All printed circuit boards (PCB) that are manufactured at a certain plant are inspected. An analysis of the company’s record shows that 22% of all PCBs are flawed in some way. Of those that are flawed, 84% are reparable but the rest must be discarded. If a newly produced PCB is randomly selected, what is the probability that it does not have to be discarded?
the answer is .0352 i got .9648 which is 1 -.0352 so why is it the first rather than the latter?
Well, it seems like you're trying to calculate the probability that a newly produced PCB does not have to be discarded. Let's break down the problem and try to figure out where the confusion lies.
First, we know that 22% of all PCBs are flawed. This means that the probability of selecting a flawed PCB is 0.22.
Next, we are told that of those flawed PCBs, 84% are reparable while the rest must be discarded. So, out of the flawed PCBs, only 16% need to be discarded. This means that the probability of selecting a flawed PCB that needs to be discarded is 0.16.
Now, let's calculate the probability that a newly produced PCB does not have to be discarded:
Probability of selecting a non-flawed PCB = 1 - Probability of selecting a flawed PCB that needs to be discarded.
Probability of selecting a non-flawed PCB = 1 - 0.16 = 0.84.
So, the correct answer is indeed 0.84 or 84%, not 0.0352.
It seems there might have been a confusion in the calculation or a misunderstanding of the problem. Remember, probabilities should always add up to 1, so if you subtract the probability of discarding a flawed PCB from 1, you will get the probability of selecting a non-flawed PCB.
To calculate the probability that a newly produced PCB does not have to be discarded, we need to consider the probability of it being flawed and reparable, and the probability of it being flawed but not reparable.
Given that 22% of all PCBs are flawed, the probability of a newly produced PCB being flawed is 0.22.
Of those flawed PCBs, 84% are reparable.

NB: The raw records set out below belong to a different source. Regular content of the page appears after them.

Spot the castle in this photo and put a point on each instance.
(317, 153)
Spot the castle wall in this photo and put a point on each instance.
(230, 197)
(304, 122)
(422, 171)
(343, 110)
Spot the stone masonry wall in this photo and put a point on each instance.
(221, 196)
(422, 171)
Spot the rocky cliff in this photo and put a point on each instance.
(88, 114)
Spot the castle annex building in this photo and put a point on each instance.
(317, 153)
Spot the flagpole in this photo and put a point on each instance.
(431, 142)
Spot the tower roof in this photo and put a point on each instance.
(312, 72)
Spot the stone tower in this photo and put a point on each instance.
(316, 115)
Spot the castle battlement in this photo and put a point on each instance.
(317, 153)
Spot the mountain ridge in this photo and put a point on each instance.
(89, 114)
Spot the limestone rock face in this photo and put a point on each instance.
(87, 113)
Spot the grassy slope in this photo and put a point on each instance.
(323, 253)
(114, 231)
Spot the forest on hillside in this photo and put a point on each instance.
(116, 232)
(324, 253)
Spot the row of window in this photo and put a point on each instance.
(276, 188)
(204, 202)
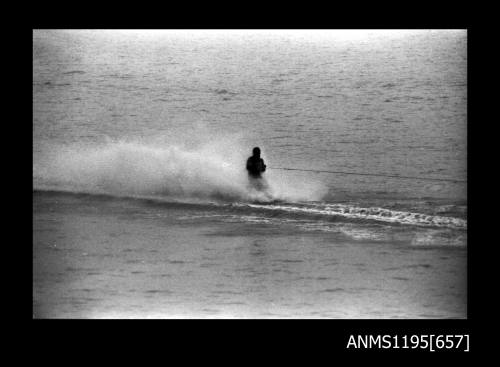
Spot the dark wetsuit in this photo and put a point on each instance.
(255, 166)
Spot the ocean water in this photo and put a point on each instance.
(141, 202)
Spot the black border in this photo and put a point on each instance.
(250, 336)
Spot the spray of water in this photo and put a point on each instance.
(180, 167)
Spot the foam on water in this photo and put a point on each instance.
(179, 169)
(376, 214)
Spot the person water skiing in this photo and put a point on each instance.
(255, 164)
(255, 167)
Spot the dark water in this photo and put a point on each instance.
(142, 206)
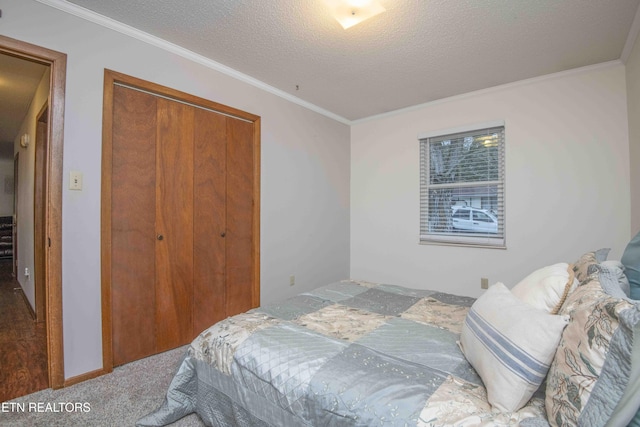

So, the probability of a flawed PCB being reparable is 0.84.
To find the probability of a newly produced PCB being flawed but not reparable, we subtract the probability of it being flawed and reparable from the probability of it being flawed:
Probability of a newly produced PCB being flawed but not reparable = 0.22 - 0.22 * 0.84 = 0.22 - 0.1848 = 0.0352.
Therefore, the correct answer is 0.0352, which represents the probability that a newly produced PCB does not have to be discarded.
To solve this problem, we can use the concept of conditional probability. Let's break down the steps to find the correct answer.
First, let's define the events:
A: The PCB is flawed.
B: The PCB can be repaired.
We are given the following probabilities:
P(A) = 0.22 (probability that a randomly selected PCB is flawed)
P(B|A) = 0.84 (probability that a flawed PCB can be repaired)
We are required to find P(B), which is the probability that a newly produced PCB does not have to be discarded.
To solve this, we can use the law of total probability, which states that the probability of an event can be computed by conditioning on different events. In this case, we condition on whether the PCB is flawed or not flawed.
P(B) can be calculated as:
P(B) = P(B|A) * P(A) + P(B|A') * P(A')
Where A' is the complement of event A, i.e., the PCB is not flawed.
To find P(B|A'), we subtract P(B|A) from 1 since P(B|A') is the probability of PCBs being discarded, which is the complement of P(B|A).
Let's calculate it step by step:
P(B|A') = 1 - P(B|A) = 1 - 0.84 = 0.16
Now, we can substitute these values into the formula:
P(B) = P(B|A) * P(A) + P(B|A') * P(A')
= 0.84 * 0.22 + 0.16 * (1 - 0.22)
= 0.1848 + 0.128
= 0.3128
Therefore, the probability that a newly produced PCB does not have to be discarded is 0.3128, not 0.0352.
It seems like there may have been a calculation error or misunderstanding in your previous calculation. To double-check, you can redo the calculations using the correct values to ensure accuracy.